Ça commence à s’arranger.
Ah oui, ça s’arrange assez bien, ça revient au niveau de l’intéressant premier film, Dernier été, et c’est même un peu davantage. Ça ne manque pas de maladresses, de balourdises, de tics innocents, de quelques grossièretés de réalisation, mais enfin les personnages sont bien en place, ils ont un comportement cohérent, ils ont la place dans l’histoire.

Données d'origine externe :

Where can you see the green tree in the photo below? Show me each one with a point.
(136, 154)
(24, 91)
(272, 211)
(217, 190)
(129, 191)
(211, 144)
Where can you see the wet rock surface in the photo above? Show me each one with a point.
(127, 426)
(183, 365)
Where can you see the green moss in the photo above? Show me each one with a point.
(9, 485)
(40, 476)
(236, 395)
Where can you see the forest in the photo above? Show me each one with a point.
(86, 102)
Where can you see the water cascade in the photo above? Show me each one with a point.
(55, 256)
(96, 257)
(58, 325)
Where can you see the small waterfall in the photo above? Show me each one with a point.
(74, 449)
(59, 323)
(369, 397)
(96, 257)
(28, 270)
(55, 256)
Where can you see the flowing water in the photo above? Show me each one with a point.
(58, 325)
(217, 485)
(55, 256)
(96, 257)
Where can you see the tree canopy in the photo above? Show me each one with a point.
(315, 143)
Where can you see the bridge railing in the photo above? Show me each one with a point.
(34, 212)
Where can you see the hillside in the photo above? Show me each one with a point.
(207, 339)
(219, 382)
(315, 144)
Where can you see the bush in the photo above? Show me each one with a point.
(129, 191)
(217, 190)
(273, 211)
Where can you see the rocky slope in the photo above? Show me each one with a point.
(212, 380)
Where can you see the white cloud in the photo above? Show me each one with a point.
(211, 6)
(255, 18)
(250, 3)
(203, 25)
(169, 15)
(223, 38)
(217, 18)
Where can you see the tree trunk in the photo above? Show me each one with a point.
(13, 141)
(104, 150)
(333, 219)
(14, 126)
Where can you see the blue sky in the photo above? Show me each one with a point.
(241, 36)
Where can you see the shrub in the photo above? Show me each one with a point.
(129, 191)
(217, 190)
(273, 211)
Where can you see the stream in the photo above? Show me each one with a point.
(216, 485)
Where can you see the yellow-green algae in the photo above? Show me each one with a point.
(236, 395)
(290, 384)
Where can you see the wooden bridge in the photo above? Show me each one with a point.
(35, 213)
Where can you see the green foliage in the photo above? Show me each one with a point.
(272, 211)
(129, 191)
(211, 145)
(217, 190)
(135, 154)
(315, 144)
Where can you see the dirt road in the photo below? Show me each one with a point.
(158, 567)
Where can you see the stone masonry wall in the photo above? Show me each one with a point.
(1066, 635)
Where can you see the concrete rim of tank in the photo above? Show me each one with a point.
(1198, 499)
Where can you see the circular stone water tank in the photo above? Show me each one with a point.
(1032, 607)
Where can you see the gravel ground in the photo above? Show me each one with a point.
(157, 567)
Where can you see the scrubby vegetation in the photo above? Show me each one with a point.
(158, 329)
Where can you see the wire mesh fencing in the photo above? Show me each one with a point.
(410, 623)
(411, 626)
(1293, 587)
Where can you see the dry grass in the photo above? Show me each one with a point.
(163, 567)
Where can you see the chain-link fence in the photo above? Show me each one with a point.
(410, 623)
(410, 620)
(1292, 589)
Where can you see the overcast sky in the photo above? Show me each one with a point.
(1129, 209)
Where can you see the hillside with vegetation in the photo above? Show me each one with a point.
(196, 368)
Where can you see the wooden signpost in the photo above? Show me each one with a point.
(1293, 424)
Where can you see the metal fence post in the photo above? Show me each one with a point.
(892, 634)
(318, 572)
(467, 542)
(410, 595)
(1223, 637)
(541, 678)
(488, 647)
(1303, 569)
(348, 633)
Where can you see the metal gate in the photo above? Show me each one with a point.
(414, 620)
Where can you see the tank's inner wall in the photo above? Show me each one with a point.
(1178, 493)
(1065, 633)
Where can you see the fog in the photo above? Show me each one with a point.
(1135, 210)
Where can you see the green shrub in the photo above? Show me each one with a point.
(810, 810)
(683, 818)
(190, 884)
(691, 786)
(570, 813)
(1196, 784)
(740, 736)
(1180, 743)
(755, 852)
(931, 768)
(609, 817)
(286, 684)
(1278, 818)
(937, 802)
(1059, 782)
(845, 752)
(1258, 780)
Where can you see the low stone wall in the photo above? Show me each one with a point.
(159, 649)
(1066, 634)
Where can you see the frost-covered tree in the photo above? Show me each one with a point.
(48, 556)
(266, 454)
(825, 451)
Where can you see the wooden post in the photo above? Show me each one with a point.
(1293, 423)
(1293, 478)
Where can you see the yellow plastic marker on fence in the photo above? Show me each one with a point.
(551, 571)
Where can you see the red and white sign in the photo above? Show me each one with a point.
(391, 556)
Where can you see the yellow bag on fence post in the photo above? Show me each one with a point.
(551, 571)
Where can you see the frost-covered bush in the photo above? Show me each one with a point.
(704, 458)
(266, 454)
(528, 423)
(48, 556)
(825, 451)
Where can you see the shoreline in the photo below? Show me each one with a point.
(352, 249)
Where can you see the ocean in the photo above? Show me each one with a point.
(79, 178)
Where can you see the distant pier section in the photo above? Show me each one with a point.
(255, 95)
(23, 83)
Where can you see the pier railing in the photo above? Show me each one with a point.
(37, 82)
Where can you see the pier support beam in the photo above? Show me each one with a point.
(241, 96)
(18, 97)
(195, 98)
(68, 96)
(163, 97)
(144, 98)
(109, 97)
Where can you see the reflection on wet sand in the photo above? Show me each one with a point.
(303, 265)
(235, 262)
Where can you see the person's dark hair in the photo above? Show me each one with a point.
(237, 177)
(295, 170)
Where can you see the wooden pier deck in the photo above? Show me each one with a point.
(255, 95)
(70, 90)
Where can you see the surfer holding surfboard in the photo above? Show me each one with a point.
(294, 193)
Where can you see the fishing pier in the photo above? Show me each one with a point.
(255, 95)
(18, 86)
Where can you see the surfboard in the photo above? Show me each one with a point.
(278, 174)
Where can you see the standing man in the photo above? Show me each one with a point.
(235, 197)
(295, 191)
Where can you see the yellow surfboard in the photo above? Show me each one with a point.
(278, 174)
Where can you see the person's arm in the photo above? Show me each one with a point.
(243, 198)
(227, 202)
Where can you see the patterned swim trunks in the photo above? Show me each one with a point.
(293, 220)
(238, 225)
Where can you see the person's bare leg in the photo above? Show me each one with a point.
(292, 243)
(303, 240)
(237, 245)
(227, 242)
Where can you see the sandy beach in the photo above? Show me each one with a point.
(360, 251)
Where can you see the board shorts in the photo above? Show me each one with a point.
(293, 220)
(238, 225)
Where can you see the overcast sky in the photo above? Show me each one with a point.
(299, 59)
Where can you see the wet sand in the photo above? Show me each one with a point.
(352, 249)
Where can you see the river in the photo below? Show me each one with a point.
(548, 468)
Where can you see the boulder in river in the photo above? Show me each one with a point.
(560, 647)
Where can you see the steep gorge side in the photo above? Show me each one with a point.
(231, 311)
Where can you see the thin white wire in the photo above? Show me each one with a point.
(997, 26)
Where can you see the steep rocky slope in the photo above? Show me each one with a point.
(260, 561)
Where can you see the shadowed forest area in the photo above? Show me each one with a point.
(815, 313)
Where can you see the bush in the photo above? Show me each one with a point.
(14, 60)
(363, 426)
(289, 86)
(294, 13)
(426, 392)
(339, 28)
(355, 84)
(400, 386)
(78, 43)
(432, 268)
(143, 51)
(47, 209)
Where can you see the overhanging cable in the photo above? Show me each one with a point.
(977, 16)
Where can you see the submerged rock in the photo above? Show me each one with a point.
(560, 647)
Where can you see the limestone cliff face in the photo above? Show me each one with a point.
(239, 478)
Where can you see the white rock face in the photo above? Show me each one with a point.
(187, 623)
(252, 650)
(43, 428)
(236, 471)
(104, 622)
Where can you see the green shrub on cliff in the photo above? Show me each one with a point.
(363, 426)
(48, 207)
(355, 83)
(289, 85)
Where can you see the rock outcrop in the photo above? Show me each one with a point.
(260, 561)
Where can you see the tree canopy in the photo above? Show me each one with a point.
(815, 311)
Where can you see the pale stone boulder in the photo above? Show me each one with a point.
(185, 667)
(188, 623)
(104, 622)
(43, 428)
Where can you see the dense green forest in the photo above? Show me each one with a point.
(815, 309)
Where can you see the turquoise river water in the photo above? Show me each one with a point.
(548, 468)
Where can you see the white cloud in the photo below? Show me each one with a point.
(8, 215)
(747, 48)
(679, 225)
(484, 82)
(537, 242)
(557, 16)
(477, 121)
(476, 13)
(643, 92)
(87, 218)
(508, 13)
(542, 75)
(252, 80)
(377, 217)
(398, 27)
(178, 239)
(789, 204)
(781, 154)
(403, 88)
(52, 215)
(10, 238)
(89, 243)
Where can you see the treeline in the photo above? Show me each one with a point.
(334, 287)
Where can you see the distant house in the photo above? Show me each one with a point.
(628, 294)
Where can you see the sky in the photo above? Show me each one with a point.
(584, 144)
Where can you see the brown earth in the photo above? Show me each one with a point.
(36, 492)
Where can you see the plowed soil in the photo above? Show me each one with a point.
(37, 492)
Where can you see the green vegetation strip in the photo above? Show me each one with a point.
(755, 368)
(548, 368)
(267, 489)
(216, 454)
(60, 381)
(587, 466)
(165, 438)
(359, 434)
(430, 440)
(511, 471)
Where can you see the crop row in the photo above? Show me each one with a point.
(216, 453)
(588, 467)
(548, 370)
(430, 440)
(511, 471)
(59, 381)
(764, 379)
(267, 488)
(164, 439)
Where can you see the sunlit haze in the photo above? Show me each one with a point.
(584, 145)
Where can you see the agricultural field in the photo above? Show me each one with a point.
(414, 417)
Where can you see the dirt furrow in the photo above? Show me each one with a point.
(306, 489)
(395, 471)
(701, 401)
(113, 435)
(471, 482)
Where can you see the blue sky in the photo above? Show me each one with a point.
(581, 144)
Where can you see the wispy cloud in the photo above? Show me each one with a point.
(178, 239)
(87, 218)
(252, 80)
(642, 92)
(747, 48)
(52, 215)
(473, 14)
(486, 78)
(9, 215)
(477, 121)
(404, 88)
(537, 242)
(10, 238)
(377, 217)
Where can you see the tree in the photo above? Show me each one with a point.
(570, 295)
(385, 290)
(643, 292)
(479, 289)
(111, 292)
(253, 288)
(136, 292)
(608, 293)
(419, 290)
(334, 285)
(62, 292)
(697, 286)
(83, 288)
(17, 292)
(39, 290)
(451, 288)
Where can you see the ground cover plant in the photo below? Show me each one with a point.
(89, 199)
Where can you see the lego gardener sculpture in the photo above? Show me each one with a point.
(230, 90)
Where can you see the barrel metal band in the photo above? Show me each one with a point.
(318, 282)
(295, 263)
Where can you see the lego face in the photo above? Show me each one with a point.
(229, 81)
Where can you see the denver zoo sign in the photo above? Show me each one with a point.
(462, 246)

Guédiguian poursuit son chemin nostalgique de militant communiste désenchanté… Comment ne pas le comprendre, comment ne pas comprendre tous ces braves types intelligents et exaltés qui ont subi l’écrasement de leurs idéaux dans la révélation des crimes de Staline, dans l’écrasement de Budapest, de Prague, dans la folie sanglante des Khmers rouges, dans les illusions dissipées du retour à la rigueur et le désespoir de ne pouvoir changer la vie et de se retrouver à gérer la réalité en voyant, en plus, triompher, la panse grasse du libéralisme ?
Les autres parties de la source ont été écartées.